You will not regret it. They are wonderful people and deserve much more recognition than they get.

http://en.wikipedia.org/wiki/Armenians_in_India

Jim Belshaw said...

How interesting, Ramana. I will bring that link up as a post script.

Michael O'Rourke, Canberra said...

Jim:
You are too kind about the Wikipedia author's remark that "the important role played in the history of Byzantium by that talented minority, the Armenians, has been generally unrecognised" . Crap! - Anyone who knows the slightest thing about Byzantium knows about "its" Armenians, including of course several of its emperors. The trouble is "our" ( = Latin Christian) almost wilful ignorance about that part of the 'Middle Ages' east of the Bosphoros.
Also, don't forget so-called Lesser Armenia, i.e. Cilicia.
Cheers. Michael O'R.

Jim Belshaw said...

You are right about that particular line, Michael. There seems to be a very strong desire among modern Armenians throughout the world to assert their identity. I agree, too, about Latin or Frankish blindness.

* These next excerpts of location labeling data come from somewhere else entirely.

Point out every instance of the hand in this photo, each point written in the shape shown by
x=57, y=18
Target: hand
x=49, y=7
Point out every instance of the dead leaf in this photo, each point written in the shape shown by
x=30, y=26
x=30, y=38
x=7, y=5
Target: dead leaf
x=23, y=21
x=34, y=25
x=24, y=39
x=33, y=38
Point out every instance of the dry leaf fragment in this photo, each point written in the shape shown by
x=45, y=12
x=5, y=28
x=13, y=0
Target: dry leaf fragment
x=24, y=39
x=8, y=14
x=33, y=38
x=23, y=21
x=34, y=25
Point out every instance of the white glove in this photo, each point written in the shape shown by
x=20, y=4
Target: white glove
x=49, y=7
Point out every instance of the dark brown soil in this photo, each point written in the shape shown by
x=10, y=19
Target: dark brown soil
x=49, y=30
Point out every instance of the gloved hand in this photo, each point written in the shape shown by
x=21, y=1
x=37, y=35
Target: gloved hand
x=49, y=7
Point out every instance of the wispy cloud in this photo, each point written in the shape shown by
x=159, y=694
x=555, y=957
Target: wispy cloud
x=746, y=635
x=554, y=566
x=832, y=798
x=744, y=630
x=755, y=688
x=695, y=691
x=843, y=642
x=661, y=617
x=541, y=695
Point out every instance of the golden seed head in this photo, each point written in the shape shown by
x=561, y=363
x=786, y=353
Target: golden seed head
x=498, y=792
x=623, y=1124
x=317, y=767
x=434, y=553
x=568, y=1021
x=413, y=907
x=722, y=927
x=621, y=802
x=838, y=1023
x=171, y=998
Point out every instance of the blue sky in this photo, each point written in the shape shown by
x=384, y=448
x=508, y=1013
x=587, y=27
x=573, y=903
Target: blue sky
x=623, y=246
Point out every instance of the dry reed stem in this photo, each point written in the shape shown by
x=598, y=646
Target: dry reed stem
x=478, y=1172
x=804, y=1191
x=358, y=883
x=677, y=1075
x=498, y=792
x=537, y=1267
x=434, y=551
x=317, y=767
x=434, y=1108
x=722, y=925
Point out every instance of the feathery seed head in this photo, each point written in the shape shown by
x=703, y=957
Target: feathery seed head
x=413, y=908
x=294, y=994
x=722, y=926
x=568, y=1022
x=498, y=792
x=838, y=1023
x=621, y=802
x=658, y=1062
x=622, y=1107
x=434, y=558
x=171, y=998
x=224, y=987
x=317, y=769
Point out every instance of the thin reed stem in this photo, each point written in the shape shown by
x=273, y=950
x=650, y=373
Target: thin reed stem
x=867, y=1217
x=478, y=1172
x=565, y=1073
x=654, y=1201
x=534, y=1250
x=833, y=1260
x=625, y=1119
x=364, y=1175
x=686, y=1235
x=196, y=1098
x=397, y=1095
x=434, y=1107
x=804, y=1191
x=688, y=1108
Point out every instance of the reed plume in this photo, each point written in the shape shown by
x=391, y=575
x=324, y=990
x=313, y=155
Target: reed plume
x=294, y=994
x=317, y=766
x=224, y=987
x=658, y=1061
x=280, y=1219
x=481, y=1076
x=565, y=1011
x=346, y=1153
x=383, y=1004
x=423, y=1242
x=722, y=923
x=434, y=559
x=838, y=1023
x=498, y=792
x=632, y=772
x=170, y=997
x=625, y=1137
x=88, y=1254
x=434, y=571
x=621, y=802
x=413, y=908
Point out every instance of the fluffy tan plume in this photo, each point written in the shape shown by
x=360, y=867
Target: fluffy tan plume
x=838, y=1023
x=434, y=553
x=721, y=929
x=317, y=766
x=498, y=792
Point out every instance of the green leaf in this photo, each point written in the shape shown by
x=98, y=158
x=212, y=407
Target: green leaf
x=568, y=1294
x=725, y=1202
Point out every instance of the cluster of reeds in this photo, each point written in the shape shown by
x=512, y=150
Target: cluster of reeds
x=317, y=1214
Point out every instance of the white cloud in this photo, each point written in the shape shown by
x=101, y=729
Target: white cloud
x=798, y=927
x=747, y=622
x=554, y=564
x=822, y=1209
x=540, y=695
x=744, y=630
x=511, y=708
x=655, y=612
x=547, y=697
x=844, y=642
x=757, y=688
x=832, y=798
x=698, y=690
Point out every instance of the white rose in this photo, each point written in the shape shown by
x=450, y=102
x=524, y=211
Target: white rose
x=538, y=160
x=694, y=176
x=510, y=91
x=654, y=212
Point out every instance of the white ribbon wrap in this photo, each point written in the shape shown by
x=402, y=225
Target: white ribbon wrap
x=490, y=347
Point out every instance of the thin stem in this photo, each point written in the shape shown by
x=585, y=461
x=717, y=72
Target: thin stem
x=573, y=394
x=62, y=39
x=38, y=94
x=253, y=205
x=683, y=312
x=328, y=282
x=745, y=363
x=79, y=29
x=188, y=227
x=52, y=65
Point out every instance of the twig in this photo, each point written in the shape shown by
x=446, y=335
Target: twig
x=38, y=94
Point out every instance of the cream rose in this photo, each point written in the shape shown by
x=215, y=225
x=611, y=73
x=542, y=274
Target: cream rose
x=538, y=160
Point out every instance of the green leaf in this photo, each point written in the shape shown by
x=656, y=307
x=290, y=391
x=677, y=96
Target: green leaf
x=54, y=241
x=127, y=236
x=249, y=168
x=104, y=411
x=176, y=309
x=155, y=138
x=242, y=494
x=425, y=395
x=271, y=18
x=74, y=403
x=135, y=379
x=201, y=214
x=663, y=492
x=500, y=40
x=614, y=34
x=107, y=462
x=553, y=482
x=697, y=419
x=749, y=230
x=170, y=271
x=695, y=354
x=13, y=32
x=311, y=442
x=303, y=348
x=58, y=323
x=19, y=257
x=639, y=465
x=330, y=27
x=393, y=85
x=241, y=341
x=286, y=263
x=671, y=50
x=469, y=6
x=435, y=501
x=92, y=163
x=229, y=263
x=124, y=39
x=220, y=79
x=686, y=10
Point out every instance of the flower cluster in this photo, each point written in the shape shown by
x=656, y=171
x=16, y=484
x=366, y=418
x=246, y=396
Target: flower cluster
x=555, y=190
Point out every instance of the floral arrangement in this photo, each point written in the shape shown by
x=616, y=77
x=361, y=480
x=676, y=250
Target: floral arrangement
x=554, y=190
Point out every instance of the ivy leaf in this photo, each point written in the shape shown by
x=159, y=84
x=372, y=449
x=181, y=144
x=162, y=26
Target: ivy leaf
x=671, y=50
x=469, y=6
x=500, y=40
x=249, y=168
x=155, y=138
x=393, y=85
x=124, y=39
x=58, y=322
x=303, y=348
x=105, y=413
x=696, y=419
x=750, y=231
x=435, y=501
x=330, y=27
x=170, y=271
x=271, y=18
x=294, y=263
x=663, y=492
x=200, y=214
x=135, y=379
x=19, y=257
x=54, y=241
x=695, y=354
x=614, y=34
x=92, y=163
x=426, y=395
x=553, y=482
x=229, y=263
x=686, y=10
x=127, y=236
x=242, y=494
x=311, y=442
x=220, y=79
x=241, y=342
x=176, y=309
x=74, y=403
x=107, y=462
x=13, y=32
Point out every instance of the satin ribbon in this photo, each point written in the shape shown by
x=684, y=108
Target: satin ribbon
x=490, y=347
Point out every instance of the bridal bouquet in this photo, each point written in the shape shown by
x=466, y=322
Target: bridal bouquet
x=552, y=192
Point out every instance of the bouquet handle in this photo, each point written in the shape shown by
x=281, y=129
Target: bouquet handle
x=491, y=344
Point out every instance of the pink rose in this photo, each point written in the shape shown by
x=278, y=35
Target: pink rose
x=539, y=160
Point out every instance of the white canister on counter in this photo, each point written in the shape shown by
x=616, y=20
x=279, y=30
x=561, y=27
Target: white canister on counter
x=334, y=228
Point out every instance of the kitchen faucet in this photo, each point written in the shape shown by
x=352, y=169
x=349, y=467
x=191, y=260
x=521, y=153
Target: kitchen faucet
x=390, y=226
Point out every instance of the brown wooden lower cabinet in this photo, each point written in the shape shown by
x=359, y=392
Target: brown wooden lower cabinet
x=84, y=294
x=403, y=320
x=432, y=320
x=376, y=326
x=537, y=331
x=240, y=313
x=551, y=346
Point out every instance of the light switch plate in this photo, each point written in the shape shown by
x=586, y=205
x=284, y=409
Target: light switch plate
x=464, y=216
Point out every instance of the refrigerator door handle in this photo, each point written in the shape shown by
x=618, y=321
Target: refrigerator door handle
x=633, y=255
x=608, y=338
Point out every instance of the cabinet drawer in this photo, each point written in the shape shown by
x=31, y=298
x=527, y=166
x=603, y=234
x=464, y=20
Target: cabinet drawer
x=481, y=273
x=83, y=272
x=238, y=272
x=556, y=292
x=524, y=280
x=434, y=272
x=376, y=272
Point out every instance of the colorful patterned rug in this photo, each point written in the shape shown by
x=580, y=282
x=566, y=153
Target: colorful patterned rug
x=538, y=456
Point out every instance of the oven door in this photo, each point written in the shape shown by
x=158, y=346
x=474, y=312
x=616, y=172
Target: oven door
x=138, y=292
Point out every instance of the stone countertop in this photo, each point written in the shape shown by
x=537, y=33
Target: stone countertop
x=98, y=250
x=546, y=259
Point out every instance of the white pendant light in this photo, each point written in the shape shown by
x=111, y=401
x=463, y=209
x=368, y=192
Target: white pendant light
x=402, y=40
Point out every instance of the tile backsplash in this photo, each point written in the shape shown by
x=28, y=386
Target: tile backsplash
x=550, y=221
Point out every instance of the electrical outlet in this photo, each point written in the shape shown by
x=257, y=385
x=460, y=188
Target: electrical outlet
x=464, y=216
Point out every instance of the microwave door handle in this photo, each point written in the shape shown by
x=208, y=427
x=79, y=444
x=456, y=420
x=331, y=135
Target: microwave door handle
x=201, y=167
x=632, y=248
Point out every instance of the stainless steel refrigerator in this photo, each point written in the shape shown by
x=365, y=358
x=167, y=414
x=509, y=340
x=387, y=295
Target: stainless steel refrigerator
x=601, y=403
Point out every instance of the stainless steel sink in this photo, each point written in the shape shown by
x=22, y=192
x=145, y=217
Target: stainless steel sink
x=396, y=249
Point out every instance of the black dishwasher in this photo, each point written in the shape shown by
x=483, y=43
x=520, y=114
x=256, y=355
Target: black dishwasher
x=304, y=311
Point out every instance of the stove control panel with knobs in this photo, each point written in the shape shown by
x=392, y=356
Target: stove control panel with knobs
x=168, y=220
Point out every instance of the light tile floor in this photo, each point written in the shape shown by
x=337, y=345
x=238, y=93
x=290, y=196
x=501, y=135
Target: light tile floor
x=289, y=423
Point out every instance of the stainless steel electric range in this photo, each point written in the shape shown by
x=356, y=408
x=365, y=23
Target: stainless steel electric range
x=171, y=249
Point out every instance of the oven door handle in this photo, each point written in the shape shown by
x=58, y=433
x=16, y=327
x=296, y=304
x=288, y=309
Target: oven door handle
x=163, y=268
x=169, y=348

Thanks for the link on Cilicia. I had actually forgotten that particular piece of the jigsaw.

Noric Dilanchian said...

Jim, Arriving at my RSS feed after a week or more, I saw 12 or so Personal Reflections I'd not read yet. In light of Ramana's comment on the Armenians of India two points. First, the fact that two of my brothers and numerous relatives and friends were educated in Calcutta (as it was then known) due to the Armenian connection with India. Then, on the weekend my son smiled with excitement reading Eighty Days Around the World. Looking up from his iPad he read a passage referring to people in various types of garb in the streets of Bombay as it was then known. Some of them were "Armenians in long robes". I then lectured him too. :)

Jim Belshaw said...

Hi Noric. How interesting! Keep the lectures coming. You know that I need to be educated!